New legislative session opportunity to be more politically active
January 4, 2019
Jesus never said, “Thy Legislature come!” But even if he never said these words, we know that he calls us to anticipate the advent of many things (as we did with Christmas), including the advent of a new legislative session.
Every year, the Nebraska Legislature commences its lawmaking duties on the Wednesday following the first Monday of January. This year that falls on Jan. 9. Because 2019 is an odd-numbered year, the legislature will be convening the first of a two-year period. As you may recall, odd-numbered years consist of a 90-day session, while even-numbered years consist of a 60-day session. The legislature meets longer in the odd-numbered years to fulfill its constitutional obligation to pass a statewide, balanced budget.
Notably, the 2019 legislative session also marks the beginning of Nebraska’s 106th Legislature. As we anticipate this year’s session, I want to provide some practical advice to prepare you for it. I’ll do this in two parts, so you’ll have to patiently await the second installment. But this first part should provide plenty for your interior reflection.
DO NOT BE AFRAID
St. Pope John Paul II often reiterated words of holy Scripture. Among his favorites, he regularly admonished us not to be afraid (Dt 31:8). John Paul II repeated these words so often because he was intimately familiar with human nature and our tendency to be governed by fear.
But he knew that Christ did not come for us to live in fear; he came for us to live authentic freedom on our path toward heaven.
Despite Christ’s call to freedom, I often witness in the lives of Catholics – including my own – the tendency to be ruled by fear when it comes to engaging the legislative process. People fear they don’t know enough about politics. They fear they don’t know enough about policy. They fear their state senator is too important or too busy to talk to them. They fear that they are just one person, and that’s not enough to make a difference. So on and so forth. The list of fears is endless.
And while many of these fears seem reasonable – maybe we actually aren’t all that knowledgeable about politics or policy – they aren’t good enough to avoid getting involved in the legislative process. At best, they are tricks our human nature plays on us to make us avoid looking foolish, in an attempt to preserve our pride. At worst, they are snares of the Evil One, who will do anything to inhibit us from transforming the temporal-political order as Christ has called us to do.
TAKE IT FROM JOHN PAUL II
It seems only reasonable to assume that when John Paul II was elected pope, a number of fears entered his heart and mind. After all, he knew his own limitations, failures and sins. Yet he found courage within his own heart to respond with a “Yes!” to serve Christ as his vicar on earth. As well, he never tired of calling others to take heart and have courage in their everyday tasks of life. In that vein, I leave you with these words he offered at his inaugural Mass as pope. May they inspire and encourage you to become more politically active!

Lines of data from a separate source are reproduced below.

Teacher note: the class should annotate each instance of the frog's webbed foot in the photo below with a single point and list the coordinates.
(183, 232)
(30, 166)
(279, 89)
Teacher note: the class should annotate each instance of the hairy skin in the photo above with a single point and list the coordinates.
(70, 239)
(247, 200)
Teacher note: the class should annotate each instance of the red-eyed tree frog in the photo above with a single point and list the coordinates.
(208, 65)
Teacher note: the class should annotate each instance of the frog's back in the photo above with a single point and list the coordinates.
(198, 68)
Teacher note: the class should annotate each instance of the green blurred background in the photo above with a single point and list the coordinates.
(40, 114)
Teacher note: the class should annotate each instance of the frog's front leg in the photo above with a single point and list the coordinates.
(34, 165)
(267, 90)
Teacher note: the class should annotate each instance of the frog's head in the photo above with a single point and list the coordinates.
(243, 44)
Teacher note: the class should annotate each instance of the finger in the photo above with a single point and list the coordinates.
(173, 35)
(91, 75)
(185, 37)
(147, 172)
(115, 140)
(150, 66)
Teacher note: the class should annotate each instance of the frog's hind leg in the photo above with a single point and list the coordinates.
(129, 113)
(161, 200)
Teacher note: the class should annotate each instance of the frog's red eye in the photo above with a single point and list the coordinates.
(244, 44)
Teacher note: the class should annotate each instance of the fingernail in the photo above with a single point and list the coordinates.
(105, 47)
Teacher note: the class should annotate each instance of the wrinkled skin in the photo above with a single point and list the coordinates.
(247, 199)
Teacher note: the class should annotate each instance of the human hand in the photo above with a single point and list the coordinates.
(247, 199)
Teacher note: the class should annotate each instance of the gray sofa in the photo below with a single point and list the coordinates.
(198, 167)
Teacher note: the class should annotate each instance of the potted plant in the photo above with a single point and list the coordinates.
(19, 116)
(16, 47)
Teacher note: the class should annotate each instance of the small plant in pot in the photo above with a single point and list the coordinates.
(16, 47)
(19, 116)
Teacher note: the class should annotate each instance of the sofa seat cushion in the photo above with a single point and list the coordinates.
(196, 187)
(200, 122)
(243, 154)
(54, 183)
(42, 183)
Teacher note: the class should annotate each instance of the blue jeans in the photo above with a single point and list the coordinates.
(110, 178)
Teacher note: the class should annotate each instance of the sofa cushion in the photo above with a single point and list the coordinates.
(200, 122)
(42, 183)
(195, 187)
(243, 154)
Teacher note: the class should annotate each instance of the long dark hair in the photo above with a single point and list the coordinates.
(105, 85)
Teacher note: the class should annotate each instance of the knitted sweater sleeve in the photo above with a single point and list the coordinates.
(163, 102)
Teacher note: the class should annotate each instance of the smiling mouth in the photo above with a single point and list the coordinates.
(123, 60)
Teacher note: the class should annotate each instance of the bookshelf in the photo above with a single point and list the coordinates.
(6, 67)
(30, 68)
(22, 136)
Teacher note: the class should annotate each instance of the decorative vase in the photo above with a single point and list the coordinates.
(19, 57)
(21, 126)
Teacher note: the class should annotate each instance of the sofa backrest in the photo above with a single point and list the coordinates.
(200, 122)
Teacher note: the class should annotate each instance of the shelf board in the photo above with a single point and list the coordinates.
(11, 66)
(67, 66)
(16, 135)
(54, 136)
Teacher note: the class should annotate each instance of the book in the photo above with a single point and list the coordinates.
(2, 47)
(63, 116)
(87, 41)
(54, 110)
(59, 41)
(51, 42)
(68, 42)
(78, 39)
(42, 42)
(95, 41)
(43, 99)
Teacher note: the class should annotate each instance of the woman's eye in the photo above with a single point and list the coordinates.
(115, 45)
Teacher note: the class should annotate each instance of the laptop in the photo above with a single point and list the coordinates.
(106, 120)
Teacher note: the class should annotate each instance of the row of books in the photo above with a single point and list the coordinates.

“Brothers and sisters, do not be afraid to welcome Christ and accept his power. Help the pope and all those who wish to serve Christ and with Christ’s power to serve the human person and the whole of mankind. Do not be afraid. Open wide the doors for Christ. To his saving power open the boundaries of States, economic and political systems, the vast fields of culture, civilization and development. Do not be afraid. Christ knows ‘what is in man.’ He alone knows it. So often today man does not know what is within him, in the depths of his mind and heart. So often he is uncertain about the meaning of his life on this earth. He is assailed by doubt, a doubt which turns into despair. We ask you therefore, we beg you with humility and trust, let Christ speak to man. He alone has words of life, yes, of eternal life.”